Rien ne va plus. Le titre peut paraître répulsif et laisser penser à un processus catastrophique caractérisant les errements de notre époque. Il peut évoquer les certitudes enfumées de joueurs de casino accrochés au destin de la boule qui va les sacrer ou les agonir. Et bien pas du tout. Aucune noirceur dans ces nouvelles fluides et parfois envoûtantes. C’est même avec un sourire réjoui qu’on parcourt les pages lestes et denses de ce recueil qu’on doit à Muriel Augry.
 
L’écrivain Kebir Ammi a bien compris la ficelle Augry dont le nom augure d’entrée de livre, d’une gymnastique d’esprit vénitienne.
La nouvelle, écrit Ammi est l’art de prendre le réel à contre-pied. C’est un éventail de ruses pour débusquer l’inattendu. L’inattendu,poursuit le somptueux préfacier, Muriel Augry en fait l’épicentre de son œuvre.
 
Nous voilà prévenus. Cela suffit-il à deviner d’avance les chutes qui attendent les personnages les plus divers ?
 
Prenez ce Claude Vaillard que rien de fâcheux ne semble pouvoir menacer. Cet universitaire de Rouen quinquagénaire minutieux, attentif, réfléchi. L’alcool, le tabac, les femmes ? Tout cela est derrière lui. Seules comptent les choses de l’esprit, les empoignades de l’intellect. Or le voilà invité à donner une conférence dans une prestigieuse université de Londres. Mais quel bonheur ! C’est comme si un sombre second rôle du grand écran était convié à monter les marches de Cannes. Notre vaillant Vaillard s’attelle à la tâche, peaufine son texte, lustre son complet cravate, avant de prendre le train pour Paris. Son avion est pour le lendemain, il en profite pour passer une agréable soirée dans la capitale sur les traces de sa jeunesse. Avant de s’endormir comme un bienheureux, il n’oublie pas de déposer son dentier dans le verre, sur la table de chevet. Le voilà maintenant calé dans l’avion savourant à l’avance les compliments sur sa future prestation. C’est d’un air enjoué qu’il répond à l’hôtesse de l’air. Mais dans sa bouche il sent comme un gout de catastrophe. Claude Vaillard, nous dit l’auteure, a fait énormément de progrès dans la prononciation anglaise.
 
On a compris, il a oublié son dentier à l’hôtel…
 
Toute la psychologie Augry est contenue dans ce revers : on a beau prévoir et prévenir, on est toujours à la merci de l’inattendu. Il y aura toujours un moucheron invisible qui viendra terrasser le lion le plus indomptable ou contrarier les projets les plus élaborés.
 
La plume Augry a du charme ; mais ce n’est pas un poison tueur. Elle n’assassine pas, elle écorche, chatouille, malmène ses personnages sans les achever. En dehors de Rouen, le décor est plutôt méditerranéen. Le thym, l’armoise et l’origan de la Provence, du Maghreb, de l’Italie surtout.
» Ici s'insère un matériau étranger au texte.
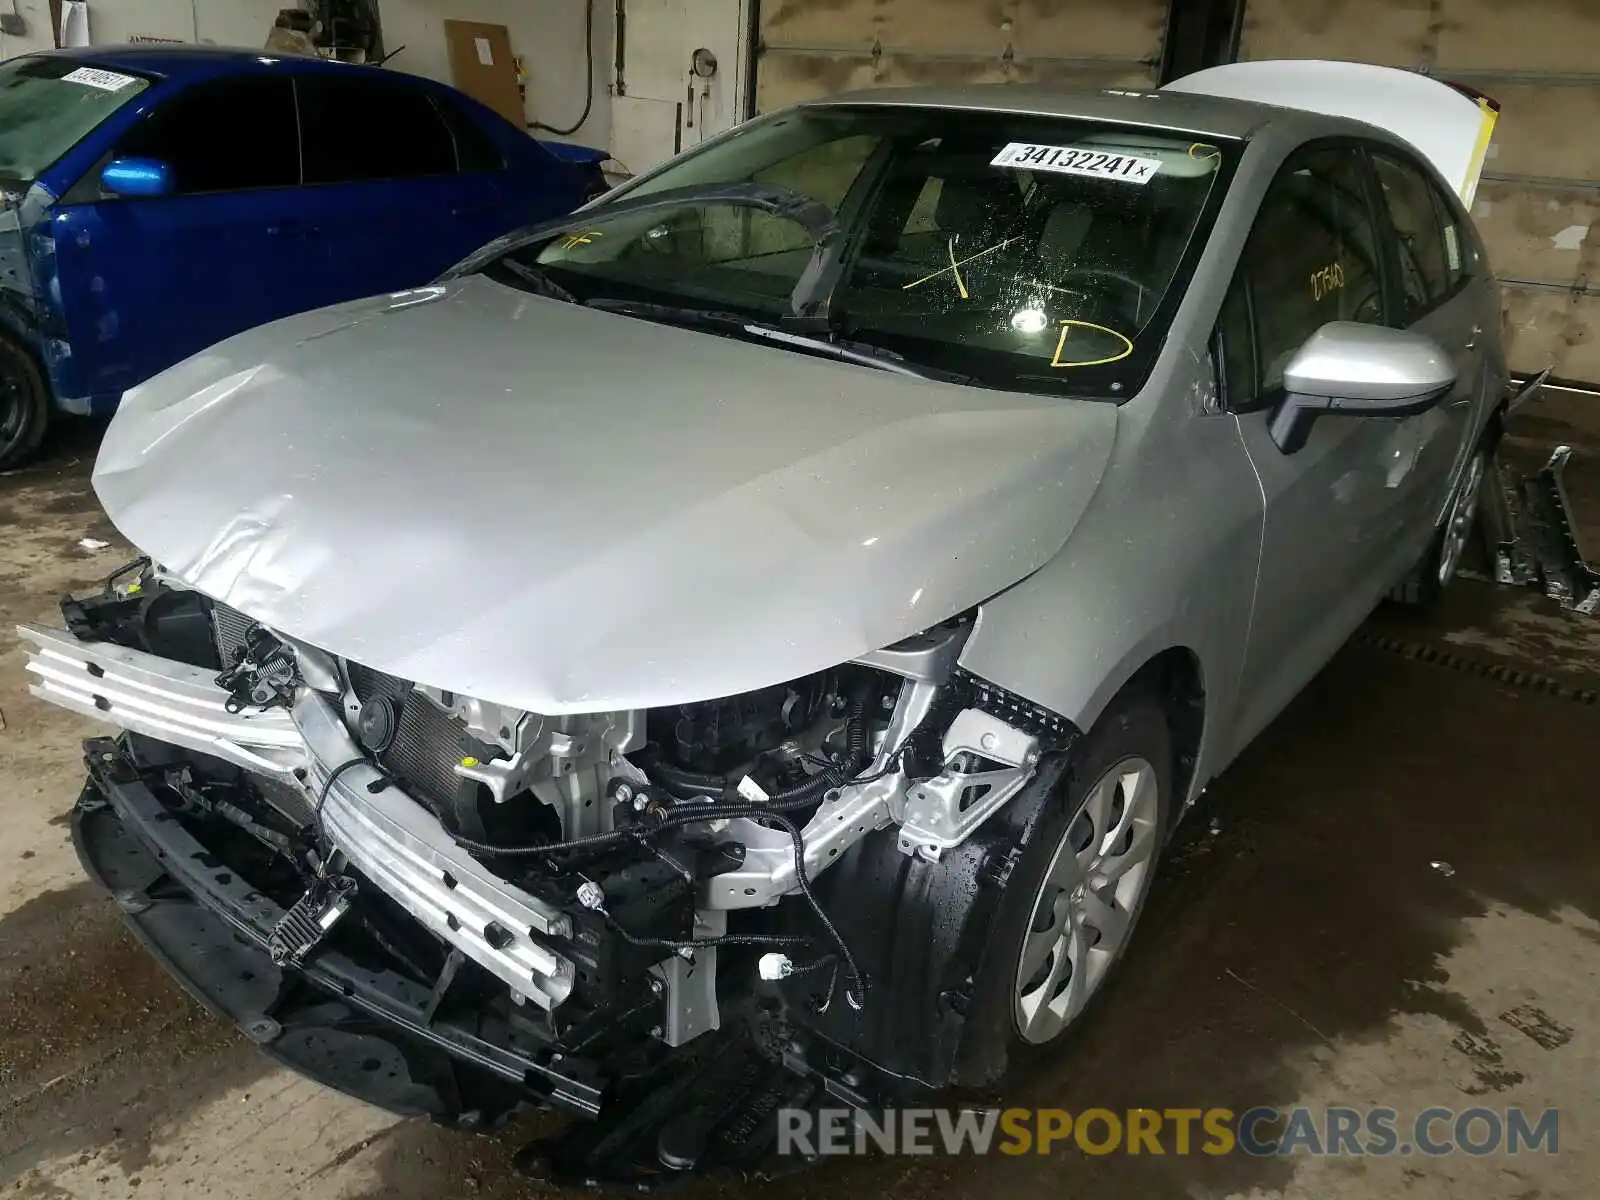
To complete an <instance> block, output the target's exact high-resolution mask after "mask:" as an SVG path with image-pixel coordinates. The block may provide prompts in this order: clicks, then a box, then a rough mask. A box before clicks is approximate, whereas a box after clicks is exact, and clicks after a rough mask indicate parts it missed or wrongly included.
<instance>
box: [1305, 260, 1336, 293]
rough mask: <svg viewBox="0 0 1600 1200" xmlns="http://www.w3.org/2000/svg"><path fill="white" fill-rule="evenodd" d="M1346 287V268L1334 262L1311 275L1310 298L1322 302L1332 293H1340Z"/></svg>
mask: <svg viewBox="0 0 1600 1200" xmlns="http://www.w3.org/2000/svg"><path fill="white" fill-rule="evenodd" d="M1342 286H1344V267H1341V266H1339V264H1338V262H1334V264H1333V266H1330V267H1323V269H1322V270H1314V272H1312V274H1310V298H1312V299H1314V301H1320V299H1322V298H1323V296H1326V294H1328V293H1330V291H1338V290H1339V288H1342Z"/></svg>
Venise bien sûr ou ce Casanova aux yeux bleu lagune ne sait plus comment masquer son irrésistible et épuisante séduction. Une issue fantastique l’attend au bout du récit.
 
Pas tueuse Augry, mais que de tromperies, de fielleries dignes d’Agatha Christie.
 
Cela commence toujours par un arome menthe à l’eau. Et quand on macère bien, un fort goût de rhum secoue le palais. En fin de compte beaucoup de tendresse. Latifa la bonne bien bonne se révèle en fait la véritable âme du foyer. Muriel Augry en connait un rayon sur les expatriés du Maroc et les bobos-robots qui n’ont rien senti du Pays.
 
Toutes ces friandises amères nous sont livrées dans une langue soyeuse, nimbée d’une douce ironie. Ici l’humour est un principe de vie, un réflexe respiratoire. Les mots émoustillent les neurones comme un joyeux vin de pays.